[PHP-DEV] fp, rounding, decimal arithmetic - definitive account?

George Whiffen Fri, 23 Jul 2004 01:18:28 -0700


For the record, herewith:
- definitive (?) list of php's fp/rounding/arithmetic issues
- analysis of the issues
- discussion of options for handling the issues
- description of a comprehensive and "painless" solution
- links to and discussion of proof-of-concept C code

Apologies for the length of the post, but the subject matter is no more suited to piece by piece discussion, than it is to piece by piece resolution.

N.B. Throughout this post "decimal digits" refers to "significant decimal figures", and should not be confused with "decimal places".

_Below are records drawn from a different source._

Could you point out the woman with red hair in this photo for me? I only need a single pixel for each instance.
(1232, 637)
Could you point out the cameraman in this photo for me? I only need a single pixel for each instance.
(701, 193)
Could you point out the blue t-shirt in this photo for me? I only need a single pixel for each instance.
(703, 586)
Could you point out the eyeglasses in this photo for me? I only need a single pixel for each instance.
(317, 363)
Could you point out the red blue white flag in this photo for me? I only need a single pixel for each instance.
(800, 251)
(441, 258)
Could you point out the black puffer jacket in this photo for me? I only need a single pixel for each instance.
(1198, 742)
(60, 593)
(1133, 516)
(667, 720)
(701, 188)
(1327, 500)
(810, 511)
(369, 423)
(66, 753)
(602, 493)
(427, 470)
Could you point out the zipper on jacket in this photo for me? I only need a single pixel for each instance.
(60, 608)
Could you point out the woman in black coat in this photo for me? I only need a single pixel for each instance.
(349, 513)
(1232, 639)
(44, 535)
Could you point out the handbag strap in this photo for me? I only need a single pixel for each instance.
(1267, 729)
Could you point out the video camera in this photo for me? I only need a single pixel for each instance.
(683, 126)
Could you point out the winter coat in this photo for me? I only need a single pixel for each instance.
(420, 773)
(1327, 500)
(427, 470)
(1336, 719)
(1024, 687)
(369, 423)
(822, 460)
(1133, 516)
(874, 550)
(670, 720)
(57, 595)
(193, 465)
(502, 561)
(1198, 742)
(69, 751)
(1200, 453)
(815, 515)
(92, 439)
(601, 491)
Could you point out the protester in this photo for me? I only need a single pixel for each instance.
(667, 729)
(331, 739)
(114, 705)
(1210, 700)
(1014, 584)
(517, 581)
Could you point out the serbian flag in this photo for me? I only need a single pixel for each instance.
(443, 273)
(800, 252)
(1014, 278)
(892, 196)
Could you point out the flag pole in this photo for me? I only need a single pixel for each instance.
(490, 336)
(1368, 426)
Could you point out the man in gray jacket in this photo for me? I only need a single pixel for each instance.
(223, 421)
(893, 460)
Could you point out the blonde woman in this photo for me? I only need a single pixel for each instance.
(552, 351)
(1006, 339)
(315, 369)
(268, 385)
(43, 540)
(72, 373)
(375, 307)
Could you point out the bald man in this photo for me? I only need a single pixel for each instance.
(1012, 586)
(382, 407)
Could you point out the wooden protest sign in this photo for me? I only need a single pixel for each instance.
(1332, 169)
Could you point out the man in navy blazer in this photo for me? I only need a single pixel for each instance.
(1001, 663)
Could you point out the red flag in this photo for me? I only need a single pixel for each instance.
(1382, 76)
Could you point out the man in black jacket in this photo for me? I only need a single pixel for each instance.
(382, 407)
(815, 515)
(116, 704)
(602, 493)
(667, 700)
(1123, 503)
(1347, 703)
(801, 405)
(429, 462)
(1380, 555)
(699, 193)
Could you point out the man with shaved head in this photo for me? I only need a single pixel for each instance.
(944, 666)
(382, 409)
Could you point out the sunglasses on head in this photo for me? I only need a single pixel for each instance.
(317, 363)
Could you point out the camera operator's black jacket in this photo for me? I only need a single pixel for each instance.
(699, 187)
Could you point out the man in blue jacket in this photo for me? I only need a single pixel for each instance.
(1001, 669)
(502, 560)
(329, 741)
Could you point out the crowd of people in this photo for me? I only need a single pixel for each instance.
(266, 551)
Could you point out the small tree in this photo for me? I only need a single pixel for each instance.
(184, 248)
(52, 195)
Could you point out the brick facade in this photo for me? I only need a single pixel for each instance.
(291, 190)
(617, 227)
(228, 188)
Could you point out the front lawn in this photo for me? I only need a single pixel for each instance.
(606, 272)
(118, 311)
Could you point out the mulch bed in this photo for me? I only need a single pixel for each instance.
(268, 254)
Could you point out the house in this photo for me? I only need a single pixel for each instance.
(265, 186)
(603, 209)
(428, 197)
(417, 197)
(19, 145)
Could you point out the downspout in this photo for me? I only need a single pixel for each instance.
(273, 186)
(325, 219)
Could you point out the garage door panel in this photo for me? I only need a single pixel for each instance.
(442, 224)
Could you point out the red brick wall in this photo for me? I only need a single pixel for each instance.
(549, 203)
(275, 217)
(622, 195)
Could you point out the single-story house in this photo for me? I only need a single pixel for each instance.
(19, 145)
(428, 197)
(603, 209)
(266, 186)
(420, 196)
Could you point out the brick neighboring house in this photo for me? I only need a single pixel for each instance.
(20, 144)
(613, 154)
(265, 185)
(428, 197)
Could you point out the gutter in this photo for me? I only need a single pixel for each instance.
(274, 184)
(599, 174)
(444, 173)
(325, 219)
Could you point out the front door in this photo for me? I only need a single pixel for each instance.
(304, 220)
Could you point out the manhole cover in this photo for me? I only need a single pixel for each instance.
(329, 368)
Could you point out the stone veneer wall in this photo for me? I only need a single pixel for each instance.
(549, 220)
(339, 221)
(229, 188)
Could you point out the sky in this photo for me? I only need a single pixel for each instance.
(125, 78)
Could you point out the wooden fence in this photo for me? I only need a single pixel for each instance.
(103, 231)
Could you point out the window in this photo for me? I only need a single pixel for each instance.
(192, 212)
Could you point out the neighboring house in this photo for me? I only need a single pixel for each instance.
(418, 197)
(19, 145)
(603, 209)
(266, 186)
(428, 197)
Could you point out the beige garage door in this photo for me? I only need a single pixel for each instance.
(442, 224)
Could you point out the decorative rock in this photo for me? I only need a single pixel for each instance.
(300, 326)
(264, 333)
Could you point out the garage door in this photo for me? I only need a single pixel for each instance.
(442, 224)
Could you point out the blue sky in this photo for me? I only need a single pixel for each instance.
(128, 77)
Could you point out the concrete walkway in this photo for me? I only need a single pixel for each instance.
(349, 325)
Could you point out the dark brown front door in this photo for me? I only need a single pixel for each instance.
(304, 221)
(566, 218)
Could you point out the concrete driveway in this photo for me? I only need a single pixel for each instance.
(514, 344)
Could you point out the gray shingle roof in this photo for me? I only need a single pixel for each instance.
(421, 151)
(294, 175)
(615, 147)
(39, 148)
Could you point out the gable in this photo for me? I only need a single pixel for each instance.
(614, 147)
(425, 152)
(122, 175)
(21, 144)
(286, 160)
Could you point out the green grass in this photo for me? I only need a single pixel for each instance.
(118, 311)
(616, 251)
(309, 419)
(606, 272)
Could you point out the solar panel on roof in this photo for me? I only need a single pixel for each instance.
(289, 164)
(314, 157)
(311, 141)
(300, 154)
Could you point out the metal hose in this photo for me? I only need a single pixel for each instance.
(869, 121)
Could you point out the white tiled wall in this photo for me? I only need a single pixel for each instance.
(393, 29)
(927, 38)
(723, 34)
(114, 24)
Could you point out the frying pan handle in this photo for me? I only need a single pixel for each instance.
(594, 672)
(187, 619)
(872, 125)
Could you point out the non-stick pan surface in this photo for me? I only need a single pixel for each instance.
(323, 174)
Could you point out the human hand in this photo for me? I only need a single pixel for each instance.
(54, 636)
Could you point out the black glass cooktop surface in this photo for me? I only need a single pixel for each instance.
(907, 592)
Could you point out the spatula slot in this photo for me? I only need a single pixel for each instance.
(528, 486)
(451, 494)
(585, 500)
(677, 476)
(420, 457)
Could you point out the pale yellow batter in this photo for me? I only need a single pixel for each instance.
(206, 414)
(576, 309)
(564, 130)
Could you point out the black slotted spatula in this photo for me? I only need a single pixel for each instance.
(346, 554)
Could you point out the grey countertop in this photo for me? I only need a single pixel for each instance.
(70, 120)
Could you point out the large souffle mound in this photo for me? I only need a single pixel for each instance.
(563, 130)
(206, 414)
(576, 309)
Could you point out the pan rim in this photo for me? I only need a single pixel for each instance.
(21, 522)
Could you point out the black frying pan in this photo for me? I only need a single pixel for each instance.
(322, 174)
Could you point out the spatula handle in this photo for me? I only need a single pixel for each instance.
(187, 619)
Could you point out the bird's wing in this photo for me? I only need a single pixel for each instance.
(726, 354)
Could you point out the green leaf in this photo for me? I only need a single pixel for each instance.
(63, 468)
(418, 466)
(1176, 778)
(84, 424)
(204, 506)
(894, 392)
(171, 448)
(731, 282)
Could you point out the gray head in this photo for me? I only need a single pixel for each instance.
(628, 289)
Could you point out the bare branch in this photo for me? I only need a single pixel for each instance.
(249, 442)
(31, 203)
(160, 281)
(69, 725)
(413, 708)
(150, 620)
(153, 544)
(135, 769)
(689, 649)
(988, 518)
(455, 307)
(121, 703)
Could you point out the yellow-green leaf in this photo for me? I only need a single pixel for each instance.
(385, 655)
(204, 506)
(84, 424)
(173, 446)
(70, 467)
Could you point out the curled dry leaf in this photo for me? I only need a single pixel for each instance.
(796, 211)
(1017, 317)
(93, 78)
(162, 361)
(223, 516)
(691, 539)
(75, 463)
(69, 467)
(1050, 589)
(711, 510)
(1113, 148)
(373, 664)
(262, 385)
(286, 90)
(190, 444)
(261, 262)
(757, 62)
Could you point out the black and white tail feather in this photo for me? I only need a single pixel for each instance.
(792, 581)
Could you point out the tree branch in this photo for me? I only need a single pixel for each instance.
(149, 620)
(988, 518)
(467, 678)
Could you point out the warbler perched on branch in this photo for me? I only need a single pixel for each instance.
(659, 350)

PHP FP/DECIMAL/ROUNDING ISSUES
==============================

A. General Arithmetic Errors
----------------------------

A1: Simple Decimal Arithmetic Failure
0.8 == 0.7 + 0.1 ==> false

A2: Composite Decimal Arithmetic Failure
print floor(8.2 - 0.2) ==> 7

A3: Difference Errors
print (0.5001 - 0.5) ==> 9.9999999999989E-05

A4: Cumulative Arithmetic Errors
for ($i=1;$i<=1000000;++$i){$sum += 0.1;}print $sum ==> 100000.00000133


B. Intel (non-Win32) Specific Errors
------------------------------------

B1: Round (unfixed by fuzziness)
Intel GNU with FUZZ: round(12345678.0255,3) ==>12345678.025

B2: Exact Arithmetic Errors
Intel GNU: 0.002877 == 2877/1000000 ==> false

B3: Round (fpu rounding twice)
Intel GNU with FUZZ: 0.002877 == round(0.002877,6) ==> false

B4: Round - inexact double - created by fuzziness
Intel GNU with FUZZ: round(0.9499999999999,1) ==> 1.0

B5: Round - exact double - created by fuzziness
Intel GNU with FUZZ: round(144999999999999,-13) ==> 1.5e14


C. High Exponent Round Algorithm Failure
----------------------------------------

C1: Cross-Platform Rounding
Most (All?) Platforms: 1e-24 == round(1e-24,24) ==> false


C2: Platform Specific Variations
Intel GNU: 1e-23 == round(1e-23,23) ==> false
Win32: 1e-23 == round(1e-23,23) ==> true
Intel GNU: 5e-23 == round(5e-23,23) ==> true
Win32: 5e-23 = round(5e-23,23) ==> false


D. Inconsistent Rounding
------------------------

round(0.255,2) ==> 0.26
sprintf("%.2f",0.255) ==> 0.25
ini_set('precision',2);print 0.255 ==> 0.26

round(0.235,2) ==> 0.24
sprintf("%.2f",0.235) ==> 0.23
ini_set('precision',2);print 0.235 ==> 0.23

C: printf("%.2f",0.245) ==> 0.24
php: printf("%.2f",0.245) ==> 0.25


E. Functional Limitations
-------------------------

E1: No half-even (bankers) rounding option
See Rasmus Lerdorf's comments on Bug #24142

E2: No round to precision


ANALYSIS
========

A. Arithmetic Errors
--------------------

php implements its decimal arithmetic using C doubles, i.e. IEEE754 64bit binary representations. While the IEEE standard guarantees exact binary arithmetic results within range and exactly rounded outside of range, php's decimal arithmetic results are neither exactly rounded nor exact within range.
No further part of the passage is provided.